Indien sprake is van overschrijding van de redelijke termijn voor de behandeling van de zaken in eerste feitelijke instantie, vormt de duur van de procedures aanleiding om te boete ambtshalve te matigen. De inspecteur heeft de verzuimboetes aan belanghebbende kenbaar gemaakt bij overlegging van de rapportage van het boekenonderzoek met dagtekening 3 oktober 2018. De rechtbank stelt deze datum vast als aanvangsmoment van de redelijke termijn in de zin van artikel 6 van het EVRM. De rechtbank doet uitspraak op 13 november 2020. Sinds de aankondiging van de boetes is 2 jaar en (afgerond) 1 maand verstreken. De rechtbank stelt vast dat hiermee de redelijke termijn van 2 jaar is overschreden met afgerond 1 maand. De boete met betrekking tot de naheffingsaanslag OB 2014-2016 van € 375 zal daarom worden gematigd met 5%7 tot € 356. Wat betreft de boete met betrekking tot de naheffingsaanslag OB 2017 volstaat de rechtbank met de constatering dat de redelijke termijn voor de duur van de procedure is overschreden, maar dat dit gelet op de hoogte van de boete niet leidt tot een vermindering8.

2.20.

De beroepen tegen de verzuimboetes zijn gegrond verklaard.

Slotsom

2.21.

Gelet op het vorenstaande zijn de beroepen gegrond verklaard.

2.22.

De rechtbank vindt aanleiding de inspecteur te veroordelen in de kosten die belanghebbende in verband met de behandeling van de beroepen redelijkerwijs heeft moeten maken. Deze kosten zijn voor beide zaken gezamenlijk op de voet van het Besluit proceskosten bestuursrecht voor de door een derde beroepsmatig verleende rechtsbijstand vastgesteld op € 1050 (1 punt voor het indienen van het beroepschrift alsmede 1 punt voor het verschijnen ter zitting met een waarde per punt van € 525 en een wegingsfactor 1). Voor een vergoeding van de kosten in bezwaar is geen aanleiding aangezien daar in bezwaar niet om is verzocht en dit wel een wettelijke eis is.

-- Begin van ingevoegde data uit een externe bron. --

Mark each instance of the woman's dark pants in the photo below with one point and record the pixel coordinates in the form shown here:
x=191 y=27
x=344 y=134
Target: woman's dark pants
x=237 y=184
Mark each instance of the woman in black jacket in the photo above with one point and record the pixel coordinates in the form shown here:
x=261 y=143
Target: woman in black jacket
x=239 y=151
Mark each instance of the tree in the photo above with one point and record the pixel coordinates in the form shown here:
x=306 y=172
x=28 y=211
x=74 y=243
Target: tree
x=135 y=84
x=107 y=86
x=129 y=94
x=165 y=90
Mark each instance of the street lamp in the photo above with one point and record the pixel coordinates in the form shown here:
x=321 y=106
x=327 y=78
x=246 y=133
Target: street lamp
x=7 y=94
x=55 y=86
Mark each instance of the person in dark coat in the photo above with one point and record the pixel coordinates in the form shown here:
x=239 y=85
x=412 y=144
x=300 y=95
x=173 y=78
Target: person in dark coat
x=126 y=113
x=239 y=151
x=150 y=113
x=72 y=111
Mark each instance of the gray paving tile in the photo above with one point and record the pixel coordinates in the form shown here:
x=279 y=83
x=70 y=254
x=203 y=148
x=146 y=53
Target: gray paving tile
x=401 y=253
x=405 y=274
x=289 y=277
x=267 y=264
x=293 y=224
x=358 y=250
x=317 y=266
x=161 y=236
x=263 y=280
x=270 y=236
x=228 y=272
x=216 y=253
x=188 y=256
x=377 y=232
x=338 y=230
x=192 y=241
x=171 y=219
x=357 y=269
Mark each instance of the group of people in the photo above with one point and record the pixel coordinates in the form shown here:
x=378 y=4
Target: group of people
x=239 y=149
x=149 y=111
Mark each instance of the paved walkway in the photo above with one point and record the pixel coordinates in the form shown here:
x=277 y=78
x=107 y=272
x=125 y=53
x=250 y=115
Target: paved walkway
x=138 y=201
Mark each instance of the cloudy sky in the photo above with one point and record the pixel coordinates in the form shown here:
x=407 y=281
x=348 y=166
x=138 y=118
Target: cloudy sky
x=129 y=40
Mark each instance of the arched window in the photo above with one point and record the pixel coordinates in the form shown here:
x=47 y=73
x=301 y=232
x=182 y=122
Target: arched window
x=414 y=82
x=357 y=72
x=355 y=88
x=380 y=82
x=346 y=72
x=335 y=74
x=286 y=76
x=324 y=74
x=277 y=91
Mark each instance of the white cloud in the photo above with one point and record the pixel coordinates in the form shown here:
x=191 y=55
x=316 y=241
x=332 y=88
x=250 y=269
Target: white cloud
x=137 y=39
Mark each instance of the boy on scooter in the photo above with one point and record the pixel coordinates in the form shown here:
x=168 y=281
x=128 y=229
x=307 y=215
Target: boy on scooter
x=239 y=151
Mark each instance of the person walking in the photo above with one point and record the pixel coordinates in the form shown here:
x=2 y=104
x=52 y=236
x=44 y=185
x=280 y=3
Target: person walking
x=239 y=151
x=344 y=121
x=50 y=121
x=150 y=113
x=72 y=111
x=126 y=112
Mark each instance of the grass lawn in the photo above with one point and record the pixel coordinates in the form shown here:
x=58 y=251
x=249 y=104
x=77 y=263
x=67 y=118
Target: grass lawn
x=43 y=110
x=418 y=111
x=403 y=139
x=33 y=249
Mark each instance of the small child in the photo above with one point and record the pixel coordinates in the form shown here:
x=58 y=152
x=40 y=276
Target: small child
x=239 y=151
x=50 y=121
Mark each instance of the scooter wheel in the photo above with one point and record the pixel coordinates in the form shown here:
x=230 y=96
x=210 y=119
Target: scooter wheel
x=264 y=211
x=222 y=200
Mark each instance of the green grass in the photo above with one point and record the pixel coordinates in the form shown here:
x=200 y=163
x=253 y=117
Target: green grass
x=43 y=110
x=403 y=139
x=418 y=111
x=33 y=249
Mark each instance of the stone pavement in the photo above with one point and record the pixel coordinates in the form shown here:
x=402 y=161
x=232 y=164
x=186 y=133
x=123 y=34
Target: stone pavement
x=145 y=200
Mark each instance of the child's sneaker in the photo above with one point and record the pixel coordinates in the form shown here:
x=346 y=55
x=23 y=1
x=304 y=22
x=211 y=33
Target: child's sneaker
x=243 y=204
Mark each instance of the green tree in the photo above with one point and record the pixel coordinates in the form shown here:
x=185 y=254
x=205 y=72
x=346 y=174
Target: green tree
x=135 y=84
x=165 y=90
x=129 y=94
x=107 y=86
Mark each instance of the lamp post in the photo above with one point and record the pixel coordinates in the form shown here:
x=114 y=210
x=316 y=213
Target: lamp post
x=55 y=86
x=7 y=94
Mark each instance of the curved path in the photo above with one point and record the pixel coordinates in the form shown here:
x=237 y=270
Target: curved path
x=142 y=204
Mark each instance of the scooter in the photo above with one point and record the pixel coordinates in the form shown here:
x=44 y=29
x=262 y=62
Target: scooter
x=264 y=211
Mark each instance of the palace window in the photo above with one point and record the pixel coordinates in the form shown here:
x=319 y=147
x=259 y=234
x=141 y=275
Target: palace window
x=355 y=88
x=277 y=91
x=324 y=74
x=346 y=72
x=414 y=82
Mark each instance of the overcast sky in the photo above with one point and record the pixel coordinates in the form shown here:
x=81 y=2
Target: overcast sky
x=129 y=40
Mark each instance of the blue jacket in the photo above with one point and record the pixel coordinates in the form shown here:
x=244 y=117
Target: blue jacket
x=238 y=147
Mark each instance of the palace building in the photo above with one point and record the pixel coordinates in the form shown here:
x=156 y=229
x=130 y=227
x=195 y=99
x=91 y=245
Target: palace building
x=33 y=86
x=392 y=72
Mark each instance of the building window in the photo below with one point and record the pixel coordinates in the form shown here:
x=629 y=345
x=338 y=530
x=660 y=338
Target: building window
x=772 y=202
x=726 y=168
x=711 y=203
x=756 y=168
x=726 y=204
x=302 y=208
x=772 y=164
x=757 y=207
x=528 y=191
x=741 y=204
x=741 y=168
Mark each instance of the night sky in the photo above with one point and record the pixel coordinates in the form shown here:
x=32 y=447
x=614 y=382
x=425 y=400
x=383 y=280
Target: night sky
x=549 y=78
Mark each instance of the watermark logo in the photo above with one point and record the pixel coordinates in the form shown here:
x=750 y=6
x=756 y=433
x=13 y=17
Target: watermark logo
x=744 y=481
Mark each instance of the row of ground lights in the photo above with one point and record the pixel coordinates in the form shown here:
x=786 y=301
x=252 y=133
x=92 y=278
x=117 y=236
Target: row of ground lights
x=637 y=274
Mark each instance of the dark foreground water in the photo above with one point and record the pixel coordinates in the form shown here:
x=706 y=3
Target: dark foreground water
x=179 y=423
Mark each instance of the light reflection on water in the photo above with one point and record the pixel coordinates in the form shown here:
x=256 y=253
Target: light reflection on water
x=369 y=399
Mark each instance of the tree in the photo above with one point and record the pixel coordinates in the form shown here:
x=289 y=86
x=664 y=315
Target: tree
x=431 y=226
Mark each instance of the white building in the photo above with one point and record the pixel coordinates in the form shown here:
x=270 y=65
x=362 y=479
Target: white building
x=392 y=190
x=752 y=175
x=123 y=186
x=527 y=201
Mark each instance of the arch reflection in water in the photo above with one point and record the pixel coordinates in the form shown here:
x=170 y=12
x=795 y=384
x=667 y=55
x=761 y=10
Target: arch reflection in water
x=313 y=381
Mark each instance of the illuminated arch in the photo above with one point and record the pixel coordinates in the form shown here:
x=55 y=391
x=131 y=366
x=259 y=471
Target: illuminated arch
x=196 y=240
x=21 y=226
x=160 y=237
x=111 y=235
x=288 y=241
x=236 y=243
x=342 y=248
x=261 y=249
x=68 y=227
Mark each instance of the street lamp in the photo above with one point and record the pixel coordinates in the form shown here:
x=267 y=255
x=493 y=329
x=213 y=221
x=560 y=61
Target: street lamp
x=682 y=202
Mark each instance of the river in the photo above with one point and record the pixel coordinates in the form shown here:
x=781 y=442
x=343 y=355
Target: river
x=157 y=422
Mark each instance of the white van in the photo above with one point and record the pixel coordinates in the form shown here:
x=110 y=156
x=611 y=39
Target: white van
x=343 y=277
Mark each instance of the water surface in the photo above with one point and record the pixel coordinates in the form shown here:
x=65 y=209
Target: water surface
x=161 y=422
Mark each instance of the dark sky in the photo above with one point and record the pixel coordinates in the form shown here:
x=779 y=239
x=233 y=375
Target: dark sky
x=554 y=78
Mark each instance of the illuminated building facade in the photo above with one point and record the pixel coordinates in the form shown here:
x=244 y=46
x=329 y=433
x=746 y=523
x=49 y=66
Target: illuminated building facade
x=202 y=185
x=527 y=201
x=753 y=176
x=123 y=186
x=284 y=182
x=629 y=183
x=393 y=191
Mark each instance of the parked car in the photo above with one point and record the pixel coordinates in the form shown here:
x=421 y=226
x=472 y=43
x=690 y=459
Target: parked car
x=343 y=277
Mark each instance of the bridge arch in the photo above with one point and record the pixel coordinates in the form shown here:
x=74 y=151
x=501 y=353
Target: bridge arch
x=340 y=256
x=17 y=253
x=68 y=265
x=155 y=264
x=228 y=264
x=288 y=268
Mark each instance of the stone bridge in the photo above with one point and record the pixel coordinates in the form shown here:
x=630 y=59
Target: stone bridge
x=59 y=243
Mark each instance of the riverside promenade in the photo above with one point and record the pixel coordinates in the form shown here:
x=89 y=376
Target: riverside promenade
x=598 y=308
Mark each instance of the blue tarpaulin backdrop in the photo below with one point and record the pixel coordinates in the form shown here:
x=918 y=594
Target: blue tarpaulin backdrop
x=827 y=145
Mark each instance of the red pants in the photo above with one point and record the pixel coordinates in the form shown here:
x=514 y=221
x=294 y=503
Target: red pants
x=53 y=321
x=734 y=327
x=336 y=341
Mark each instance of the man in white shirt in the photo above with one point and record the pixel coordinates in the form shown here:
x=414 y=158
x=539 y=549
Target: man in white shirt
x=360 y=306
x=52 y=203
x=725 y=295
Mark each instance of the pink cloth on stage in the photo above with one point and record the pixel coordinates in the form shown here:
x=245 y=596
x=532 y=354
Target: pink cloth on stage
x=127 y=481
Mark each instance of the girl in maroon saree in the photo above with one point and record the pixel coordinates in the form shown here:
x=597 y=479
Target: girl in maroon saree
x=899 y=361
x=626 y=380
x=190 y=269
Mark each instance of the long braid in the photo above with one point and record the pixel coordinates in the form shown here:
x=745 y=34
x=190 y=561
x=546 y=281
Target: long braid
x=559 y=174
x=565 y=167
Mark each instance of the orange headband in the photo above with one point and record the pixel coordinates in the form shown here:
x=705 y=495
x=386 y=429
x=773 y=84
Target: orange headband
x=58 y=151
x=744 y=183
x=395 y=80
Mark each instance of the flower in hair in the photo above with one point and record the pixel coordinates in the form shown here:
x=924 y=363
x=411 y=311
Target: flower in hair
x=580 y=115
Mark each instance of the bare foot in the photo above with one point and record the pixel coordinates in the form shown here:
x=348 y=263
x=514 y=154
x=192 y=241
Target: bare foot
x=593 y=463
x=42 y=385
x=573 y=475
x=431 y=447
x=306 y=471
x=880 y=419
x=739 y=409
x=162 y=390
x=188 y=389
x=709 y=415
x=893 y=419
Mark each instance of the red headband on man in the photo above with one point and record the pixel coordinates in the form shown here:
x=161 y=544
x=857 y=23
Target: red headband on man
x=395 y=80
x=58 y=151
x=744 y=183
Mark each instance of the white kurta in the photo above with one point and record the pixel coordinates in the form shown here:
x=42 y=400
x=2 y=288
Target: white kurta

Deze uitspraak is gedaan op 13 november door mr. S.A.J. Bastiaansen, rechter, in aanwezigheid van mr. C.C. van den Berg, griffier. Als gevolg van maatregelen rondom het Corona-virus is deze uitspraak niet uitgesproken op een openbare uitsprakenzitting. Zodra het openbaar uitspreken weer mogelijk is, wordt deze uitspraak alsnog in het openbaar uitgesproken.

De griffier, De rechter,

Afschrift aangetekend verzonden aan partijen op:

Aan deze uitspraak hoeft eerst uitvoering te worden gegeven als de uitspraak onherroepelijk is geworden. De uitspraak is onherroepelijk als niet binnen zes weken na verzending van de uitspraak een rechtsmiddel is aangewend of onherroepelijk op het aangewende rechtsmiddel is beslist (artikel 27h, derde lid en artikel 28, zevende lid AWR).

Rechtsmiddel

Tegen deze uitspraak kunnen partijen binnen zes weken na de verzenddatum hoger beroep instellen bij het gerechtshof te ‘s-Hertogenbosch (belastingkamer), Postbus 70583,

5201 CZ ’s-Hertogenbosch.

Bij het instellen van hoger beroep dient het volgende in acht te worden genomen:

1. bij het beroepschrift wordt een afschrift van deze uitspraak overgelegd.2 - het beroepschrift moet ondertekend zijn en ten minste het volgende vermelden: a. de naam en het adres van de indiener;

b. een dagtekening;

c. een omschrijving van de uitspraak waartegen het hoger beroep is ingesteld;

d. de gronden van het hoger beroep.

Voor burgers is het mogelijk hoger beroep digitaal in te stellen. Hiervoor kan gebruik worden gemaakt van de formulieren op Rechtspraak.nl / Digitaal loket bestuursrecht.